Airiam was right, it very much is all about Burnham, she's the Luke Skywalker destiny child of this fantasy melodrama that was created in opposition of the science fiction 'Star Trek' once was, and I don't think Martin-Green has the ability to be that centre-of-the-universe figure. It's not entirely her fault, it's as much the behind-the-scenes ravages that struck the series right from its early days, losing her her essential essence that creator Fuller set up: she's a human Vulcan child, she's logical and restrained and repressed in a way unnatural for a human. Except she very soon lost that one defining characteristic that made her somewhat fascinating.

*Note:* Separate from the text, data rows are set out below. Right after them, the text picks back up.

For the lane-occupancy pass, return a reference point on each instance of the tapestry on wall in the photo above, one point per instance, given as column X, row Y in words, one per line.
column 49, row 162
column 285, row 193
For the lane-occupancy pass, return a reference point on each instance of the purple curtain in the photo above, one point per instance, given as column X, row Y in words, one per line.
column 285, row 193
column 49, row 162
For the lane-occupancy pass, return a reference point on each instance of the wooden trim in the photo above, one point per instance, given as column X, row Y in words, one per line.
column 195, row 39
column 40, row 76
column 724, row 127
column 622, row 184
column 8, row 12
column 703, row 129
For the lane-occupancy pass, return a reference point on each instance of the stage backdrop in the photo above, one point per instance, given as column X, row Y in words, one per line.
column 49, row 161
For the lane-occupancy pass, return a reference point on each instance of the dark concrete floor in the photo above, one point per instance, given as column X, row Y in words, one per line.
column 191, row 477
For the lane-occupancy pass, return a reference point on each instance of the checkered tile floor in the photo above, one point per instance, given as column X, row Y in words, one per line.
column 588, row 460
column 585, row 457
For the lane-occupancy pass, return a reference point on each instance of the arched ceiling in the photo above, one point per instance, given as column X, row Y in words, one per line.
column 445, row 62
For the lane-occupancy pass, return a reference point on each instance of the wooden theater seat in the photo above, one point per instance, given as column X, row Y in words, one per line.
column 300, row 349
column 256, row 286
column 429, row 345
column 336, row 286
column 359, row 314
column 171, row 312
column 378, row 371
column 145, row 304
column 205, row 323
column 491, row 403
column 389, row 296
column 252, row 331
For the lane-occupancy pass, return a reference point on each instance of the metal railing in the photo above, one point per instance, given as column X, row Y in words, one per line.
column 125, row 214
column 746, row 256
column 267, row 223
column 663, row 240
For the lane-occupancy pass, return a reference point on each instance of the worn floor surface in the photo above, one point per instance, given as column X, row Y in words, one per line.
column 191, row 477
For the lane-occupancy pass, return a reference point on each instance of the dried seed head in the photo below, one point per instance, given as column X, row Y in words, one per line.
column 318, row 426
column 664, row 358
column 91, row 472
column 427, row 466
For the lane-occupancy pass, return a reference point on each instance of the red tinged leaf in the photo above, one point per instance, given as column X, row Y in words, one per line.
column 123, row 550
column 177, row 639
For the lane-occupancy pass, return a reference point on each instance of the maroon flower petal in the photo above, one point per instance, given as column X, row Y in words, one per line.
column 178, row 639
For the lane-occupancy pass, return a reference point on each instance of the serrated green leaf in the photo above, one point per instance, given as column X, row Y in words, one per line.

Maybe this is the result. Maybe her repressive upbringing is what has pushed her to be the most emotional, melodramatic character in Trek history? In which case they're doing a fine job of showing what the result of a formative life without emotion might do to a human psyche. I could buy that if the rest of the world these writers create was coherent, but it's pretty far removed from the straight-talking, grounded (yes, I'm using that word yet again), believable extrapolation of a future first shown in 'TOS' and furthered on 'TNG,' 'DS9' and 'Voyager.' Everything really is about her, though, she's not just some scientifically minded savant, she really is the centre of this universe that we're following, and it's just such a frustrating alteration of the way Trek tells stories that I can never entirely take it seriously!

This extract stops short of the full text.